If your team has ever found themselves searching for a spreadsheet to coordinate their security response, critical moments are already being lost. SureView’s Action Plans transform a flat list of instructions into a dynamically evolving response plan.
Built right into the platform, your operators will only need one interface to coordinate their response. Perhaps best of all, there’s no need for complicated training sessions to make changes down the line. Action Plans can be adjusted quickly and painlessly on the Action Setup page.
These plans provide the flexibility to specify exactly what needs to be documented, without restricting your operators to a solely linear procedure. This improves not only the real-time response of your security team , but ensures it is also comprehensive.
We designed a new approach to Standard Operating Procedures (SOPs) that we call Action Plans. These are dynamic sets of instructions that an operator follows when responding to an event. To help you get started we have populated your account with common Action Plans for events most customers encounter such as suspicious person, medical event, or entrapments You can edit these or create your own.
They’re simple to create: select the Menu button and choose Action Setup.

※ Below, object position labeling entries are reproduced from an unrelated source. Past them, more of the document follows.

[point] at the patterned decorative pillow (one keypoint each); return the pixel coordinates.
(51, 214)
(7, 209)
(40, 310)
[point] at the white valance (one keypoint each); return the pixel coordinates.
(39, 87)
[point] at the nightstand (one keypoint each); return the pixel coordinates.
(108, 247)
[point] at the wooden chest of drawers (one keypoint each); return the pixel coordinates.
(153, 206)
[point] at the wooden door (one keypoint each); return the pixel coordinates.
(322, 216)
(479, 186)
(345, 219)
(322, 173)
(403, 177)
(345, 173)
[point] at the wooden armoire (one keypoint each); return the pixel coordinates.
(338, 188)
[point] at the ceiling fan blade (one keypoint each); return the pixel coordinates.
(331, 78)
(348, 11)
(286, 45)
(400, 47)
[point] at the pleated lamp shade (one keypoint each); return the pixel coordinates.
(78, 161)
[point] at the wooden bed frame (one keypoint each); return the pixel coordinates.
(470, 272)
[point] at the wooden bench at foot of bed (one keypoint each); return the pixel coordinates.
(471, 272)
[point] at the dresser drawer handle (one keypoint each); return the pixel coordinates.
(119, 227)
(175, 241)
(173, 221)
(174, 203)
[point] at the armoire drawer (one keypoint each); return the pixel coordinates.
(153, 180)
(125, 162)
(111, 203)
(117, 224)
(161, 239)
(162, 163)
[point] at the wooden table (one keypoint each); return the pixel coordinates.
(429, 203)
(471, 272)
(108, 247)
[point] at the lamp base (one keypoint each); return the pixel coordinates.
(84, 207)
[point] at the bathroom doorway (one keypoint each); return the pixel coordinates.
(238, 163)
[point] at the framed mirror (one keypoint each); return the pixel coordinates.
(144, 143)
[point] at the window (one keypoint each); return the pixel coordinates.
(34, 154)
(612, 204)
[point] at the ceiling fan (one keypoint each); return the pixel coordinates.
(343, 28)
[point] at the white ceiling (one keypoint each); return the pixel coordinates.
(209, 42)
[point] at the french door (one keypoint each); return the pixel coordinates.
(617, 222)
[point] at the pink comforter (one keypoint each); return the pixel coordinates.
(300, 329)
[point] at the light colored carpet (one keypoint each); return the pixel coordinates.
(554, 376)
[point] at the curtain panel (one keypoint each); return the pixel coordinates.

Action Plans are built using items from the Library, which are grouped into Categories.
As an example, let’s make a category for a response to a gunshot.
Here we’ll add every task the operator may need to respond to the shot itself.
Tasks can come in the form of a yes or no question, a request for input, a basic instruction, and much more.
We then control how these are presented to the operator by adding them to an action plan.
First let’s create the Action Plan for the Reported Gunshot event.
Add tasks to the plan by clicking the arrow to the left of the action in the category.
Marking the action as required will force it to be completed before the event is closed out.
Tasks added this way will be shown to the operator immediately after starting the event.
To add conditional actions, click the small badge to the right of the parent action in the category
Actions added here are triggered after the completion of the parent action, providing the appropriate conditions are met.
Action Plans are then bound to an event type on the Event Configuration page, which we’ll cover next.
These Plans provide a clear guide while still offering the flexibility operators need to respond in a way that’s relevant to each specific event.